JP3764816B2 - Flamingo optical probe, flamingo optical probe manufacturing method, and scanning probe microscope - Google Patents

Description

[0001]
BACKGROUND OF THE INVENTION
The present invention performs an optical physical property measurement or processing by irradiating or exciting a surface of an object to be measured with an atomic force microscope (AFM) for the purpose of observing the shape of the surface to be measured in the nanometer region. The present invention relates to an optical probe used in a target near-field effect microscope, an optical probe manufacturing method, and a scanning probe microscope.
[0002]
[Prior art]
Aperture-type optical probes that are made by sharpening glass capillaries and optical fibers have been reported, and with the development of micromachining technology, probes with extremely sharp tips can be produced, which reduces the resolution of conventional optical microscopes. An optical image over it can be realized with a scanning probe microscope.
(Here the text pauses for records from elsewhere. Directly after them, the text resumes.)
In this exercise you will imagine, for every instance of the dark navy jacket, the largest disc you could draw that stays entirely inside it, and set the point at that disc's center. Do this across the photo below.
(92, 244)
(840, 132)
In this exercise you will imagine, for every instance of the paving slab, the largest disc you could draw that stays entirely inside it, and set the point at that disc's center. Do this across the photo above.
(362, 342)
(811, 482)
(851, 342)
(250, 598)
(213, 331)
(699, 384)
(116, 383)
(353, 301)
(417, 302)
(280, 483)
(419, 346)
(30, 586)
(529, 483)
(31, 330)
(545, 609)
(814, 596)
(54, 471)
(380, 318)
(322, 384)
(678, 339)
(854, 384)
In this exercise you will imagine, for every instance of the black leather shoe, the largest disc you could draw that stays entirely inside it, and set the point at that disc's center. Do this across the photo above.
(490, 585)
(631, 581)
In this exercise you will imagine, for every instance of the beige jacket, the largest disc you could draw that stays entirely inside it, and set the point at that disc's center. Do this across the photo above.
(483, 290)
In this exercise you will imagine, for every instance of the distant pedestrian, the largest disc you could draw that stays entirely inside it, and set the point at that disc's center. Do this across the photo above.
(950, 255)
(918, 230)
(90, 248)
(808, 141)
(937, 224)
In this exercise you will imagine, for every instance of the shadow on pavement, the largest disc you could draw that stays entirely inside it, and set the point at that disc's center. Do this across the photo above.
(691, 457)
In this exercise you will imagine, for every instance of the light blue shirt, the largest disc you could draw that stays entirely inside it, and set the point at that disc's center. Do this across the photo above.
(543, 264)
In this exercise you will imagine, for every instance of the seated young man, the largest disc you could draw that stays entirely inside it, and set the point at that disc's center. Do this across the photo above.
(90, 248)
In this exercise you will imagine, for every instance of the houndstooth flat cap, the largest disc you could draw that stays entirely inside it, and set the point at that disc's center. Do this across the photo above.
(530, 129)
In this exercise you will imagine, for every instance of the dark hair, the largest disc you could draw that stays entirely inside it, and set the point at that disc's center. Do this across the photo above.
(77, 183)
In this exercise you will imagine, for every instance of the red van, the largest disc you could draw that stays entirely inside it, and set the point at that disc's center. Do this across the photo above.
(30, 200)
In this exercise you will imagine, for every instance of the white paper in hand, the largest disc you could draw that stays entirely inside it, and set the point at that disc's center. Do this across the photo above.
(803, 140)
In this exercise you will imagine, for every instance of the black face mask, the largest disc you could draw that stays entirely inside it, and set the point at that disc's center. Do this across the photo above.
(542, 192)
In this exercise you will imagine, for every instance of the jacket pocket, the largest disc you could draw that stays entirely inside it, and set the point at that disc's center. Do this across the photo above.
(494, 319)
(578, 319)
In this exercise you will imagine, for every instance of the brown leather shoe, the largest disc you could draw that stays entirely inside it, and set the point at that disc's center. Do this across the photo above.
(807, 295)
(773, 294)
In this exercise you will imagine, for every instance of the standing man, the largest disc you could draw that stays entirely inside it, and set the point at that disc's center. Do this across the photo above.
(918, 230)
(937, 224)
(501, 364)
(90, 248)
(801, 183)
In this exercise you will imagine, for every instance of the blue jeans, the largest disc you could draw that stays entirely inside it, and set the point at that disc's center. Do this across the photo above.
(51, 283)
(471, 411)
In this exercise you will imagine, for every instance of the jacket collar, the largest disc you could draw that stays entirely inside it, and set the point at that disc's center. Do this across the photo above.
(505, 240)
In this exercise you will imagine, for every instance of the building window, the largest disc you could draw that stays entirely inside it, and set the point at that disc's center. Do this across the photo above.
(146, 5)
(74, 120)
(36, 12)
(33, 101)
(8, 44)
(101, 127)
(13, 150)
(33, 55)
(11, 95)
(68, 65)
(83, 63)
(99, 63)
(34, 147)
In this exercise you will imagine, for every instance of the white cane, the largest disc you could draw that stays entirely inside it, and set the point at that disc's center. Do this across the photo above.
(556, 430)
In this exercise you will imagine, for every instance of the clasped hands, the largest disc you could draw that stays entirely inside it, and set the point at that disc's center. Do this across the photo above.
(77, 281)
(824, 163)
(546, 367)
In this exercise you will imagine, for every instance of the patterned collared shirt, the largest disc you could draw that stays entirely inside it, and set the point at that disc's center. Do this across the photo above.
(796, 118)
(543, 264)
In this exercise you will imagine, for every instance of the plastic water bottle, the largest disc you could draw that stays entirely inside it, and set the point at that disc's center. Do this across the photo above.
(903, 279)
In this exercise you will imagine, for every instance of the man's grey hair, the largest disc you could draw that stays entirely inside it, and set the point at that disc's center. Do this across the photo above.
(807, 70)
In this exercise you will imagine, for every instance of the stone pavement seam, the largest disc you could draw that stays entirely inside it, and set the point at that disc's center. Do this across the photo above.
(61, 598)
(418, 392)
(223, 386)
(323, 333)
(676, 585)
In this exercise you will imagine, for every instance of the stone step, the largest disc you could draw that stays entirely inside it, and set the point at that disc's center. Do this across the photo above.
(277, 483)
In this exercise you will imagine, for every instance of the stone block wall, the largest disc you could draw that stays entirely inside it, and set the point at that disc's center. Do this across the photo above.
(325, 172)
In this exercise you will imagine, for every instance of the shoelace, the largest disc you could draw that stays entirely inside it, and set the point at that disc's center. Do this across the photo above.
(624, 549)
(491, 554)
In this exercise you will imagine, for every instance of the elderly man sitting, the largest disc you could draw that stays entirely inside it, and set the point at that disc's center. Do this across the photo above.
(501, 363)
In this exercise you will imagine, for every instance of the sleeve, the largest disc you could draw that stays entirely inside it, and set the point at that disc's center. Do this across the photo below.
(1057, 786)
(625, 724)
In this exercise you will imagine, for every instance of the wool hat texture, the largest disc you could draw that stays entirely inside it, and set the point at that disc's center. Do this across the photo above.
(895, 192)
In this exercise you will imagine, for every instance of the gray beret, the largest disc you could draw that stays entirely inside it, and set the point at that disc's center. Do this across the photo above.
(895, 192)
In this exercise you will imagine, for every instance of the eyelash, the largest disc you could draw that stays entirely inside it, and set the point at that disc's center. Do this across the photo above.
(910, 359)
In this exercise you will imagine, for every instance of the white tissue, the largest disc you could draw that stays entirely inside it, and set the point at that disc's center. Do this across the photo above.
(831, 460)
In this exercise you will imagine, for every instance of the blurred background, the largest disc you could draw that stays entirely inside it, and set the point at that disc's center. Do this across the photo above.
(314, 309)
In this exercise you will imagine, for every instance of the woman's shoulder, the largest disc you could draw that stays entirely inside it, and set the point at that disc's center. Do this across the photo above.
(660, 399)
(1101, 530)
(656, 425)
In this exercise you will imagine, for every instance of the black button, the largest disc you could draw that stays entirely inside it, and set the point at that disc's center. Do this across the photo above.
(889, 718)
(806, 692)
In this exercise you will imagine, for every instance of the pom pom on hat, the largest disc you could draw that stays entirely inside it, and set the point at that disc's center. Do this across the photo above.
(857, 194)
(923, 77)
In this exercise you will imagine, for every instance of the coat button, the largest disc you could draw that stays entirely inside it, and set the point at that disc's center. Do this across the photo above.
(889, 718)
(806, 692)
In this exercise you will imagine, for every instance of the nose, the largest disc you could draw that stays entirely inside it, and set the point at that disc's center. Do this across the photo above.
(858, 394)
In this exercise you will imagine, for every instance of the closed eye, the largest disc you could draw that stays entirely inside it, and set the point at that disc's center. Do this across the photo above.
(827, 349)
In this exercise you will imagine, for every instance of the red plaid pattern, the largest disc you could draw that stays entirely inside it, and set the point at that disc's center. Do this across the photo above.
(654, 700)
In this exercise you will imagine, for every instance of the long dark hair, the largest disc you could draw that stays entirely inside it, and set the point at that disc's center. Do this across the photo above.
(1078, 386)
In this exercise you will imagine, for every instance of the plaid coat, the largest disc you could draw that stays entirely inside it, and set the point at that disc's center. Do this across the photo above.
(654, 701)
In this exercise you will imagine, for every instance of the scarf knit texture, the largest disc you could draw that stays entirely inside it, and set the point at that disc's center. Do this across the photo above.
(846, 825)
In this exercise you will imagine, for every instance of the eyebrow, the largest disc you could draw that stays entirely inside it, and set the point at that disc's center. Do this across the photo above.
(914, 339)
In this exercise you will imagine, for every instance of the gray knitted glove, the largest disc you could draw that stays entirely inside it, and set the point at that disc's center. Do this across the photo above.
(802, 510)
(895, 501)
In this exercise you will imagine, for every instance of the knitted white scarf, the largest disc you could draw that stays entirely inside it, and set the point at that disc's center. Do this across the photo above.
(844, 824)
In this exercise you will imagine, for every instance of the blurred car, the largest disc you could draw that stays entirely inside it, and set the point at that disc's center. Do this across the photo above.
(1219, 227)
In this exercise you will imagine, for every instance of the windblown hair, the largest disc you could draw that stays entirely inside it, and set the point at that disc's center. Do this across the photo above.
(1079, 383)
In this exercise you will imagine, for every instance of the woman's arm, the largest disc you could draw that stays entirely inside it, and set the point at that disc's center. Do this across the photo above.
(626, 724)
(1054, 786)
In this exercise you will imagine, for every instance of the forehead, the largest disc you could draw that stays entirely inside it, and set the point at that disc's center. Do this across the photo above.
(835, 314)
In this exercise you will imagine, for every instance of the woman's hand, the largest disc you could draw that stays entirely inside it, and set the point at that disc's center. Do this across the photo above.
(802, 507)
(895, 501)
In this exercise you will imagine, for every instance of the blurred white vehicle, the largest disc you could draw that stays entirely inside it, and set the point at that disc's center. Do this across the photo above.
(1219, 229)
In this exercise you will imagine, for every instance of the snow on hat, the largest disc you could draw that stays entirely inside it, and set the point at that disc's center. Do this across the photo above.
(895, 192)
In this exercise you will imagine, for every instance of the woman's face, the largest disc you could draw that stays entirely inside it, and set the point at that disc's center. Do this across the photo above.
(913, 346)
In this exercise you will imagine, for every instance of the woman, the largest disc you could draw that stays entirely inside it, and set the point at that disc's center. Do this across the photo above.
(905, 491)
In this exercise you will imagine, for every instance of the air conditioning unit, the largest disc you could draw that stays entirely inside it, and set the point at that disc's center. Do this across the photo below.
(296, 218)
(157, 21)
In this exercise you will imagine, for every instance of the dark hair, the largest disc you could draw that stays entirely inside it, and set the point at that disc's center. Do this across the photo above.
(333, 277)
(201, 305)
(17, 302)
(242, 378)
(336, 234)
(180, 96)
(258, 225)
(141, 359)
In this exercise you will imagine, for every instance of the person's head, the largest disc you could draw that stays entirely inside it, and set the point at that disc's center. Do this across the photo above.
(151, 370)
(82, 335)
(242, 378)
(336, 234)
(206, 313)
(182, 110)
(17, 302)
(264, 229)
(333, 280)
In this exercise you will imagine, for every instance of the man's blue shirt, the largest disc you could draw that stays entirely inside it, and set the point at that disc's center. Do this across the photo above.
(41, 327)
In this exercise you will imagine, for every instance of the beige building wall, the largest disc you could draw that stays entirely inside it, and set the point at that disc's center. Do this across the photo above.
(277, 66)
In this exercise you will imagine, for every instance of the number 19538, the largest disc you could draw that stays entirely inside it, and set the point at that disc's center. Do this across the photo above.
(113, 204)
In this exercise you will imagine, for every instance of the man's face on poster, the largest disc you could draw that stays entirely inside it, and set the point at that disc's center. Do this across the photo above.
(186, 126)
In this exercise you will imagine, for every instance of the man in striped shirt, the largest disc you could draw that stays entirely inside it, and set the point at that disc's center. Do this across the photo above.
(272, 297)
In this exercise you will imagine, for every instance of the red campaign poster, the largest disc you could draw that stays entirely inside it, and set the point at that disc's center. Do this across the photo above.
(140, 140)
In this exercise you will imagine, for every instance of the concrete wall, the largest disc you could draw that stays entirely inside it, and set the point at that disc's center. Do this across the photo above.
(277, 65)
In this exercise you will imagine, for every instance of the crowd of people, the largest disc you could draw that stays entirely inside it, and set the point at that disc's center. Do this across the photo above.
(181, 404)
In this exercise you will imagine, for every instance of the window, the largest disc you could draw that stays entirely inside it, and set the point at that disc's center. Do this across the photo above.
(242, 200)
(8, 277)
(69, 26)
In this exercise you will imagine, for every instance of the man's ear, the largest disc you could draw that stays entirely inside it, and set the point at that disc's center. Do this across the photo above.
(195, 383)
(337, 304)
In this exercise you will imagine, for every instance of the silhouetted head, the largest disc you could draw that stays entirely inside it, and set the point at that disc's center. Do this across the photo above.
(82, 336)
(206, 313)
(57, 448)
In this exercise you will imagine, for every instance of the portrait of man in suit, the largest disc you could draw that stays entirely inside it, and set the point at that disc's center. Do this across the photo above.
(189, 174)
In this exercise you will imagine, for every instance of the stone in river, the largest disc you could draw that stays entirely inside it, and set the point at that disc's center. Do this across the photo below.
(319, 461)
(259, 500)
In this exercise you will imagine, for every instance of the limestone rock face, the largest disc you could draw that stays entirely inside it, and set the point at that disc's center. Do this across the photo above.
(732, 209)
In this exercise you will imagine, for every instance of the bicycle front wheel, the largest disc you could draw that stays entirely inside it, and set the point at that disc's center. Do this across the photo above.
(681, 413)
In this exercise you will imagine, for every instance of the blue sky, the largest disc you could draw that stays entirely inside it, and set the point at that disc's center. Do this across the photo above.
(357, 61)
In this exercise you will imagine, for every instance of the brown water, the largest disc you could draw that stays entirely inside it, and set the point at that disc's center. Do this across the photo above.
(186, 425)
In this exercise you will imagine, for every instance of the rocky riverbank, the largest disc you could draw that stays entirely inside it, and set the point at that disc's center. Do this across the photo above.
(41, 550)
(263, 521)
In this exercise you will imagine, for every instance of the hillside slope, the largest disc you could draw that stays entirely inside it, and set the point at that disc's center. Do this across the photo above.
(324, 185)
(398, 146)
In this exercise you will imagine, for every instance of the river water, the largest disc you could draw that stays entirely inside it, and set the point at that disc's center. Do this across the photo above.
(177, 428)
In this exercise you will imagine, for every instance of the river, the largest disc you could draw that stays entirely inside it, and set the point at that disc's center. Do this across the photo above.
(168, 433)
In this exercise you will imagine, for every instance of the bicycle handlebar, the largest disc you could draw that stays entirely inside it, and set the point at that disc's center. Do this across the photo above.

In addition, by reducing the outer diameter of the optical probe by the chemical etching method, the spring elasticity of the optical probe is reduced, enabling operation in the contact mode used in AFM without damaging soft samples. An optical probe is used.
[0003]
[Problems to be solved by the invention]
However, in the optical probe that has been thinned to reduce the spring elasticity, the size of the reflecting mirror for the optical lever used to control the distance between the optical probe and the target sample has become smaller as the probe becomes thinner. And there is a problem that the mirror cannot be produced because the spring constant of the probe is small.
[0004]
[Means for Solving the Problems]
In order to solve the above-described problems, the present invention provides a method of manufacturing an optical probe, in which an optical fiber is first bent into a saddle shape, and then made ultrafine, thereby making use of the difference in wet chemical etching rate depending on the shape to make the bent portion a flamingo. The part functioning as the elastic element part can be made extremely fine while keeping the mold relatively thick.
[0005]
DETAILED DESCRIPTION OF THE INVENTION
Embodiments of the present invention will be described below with reference to the drawings.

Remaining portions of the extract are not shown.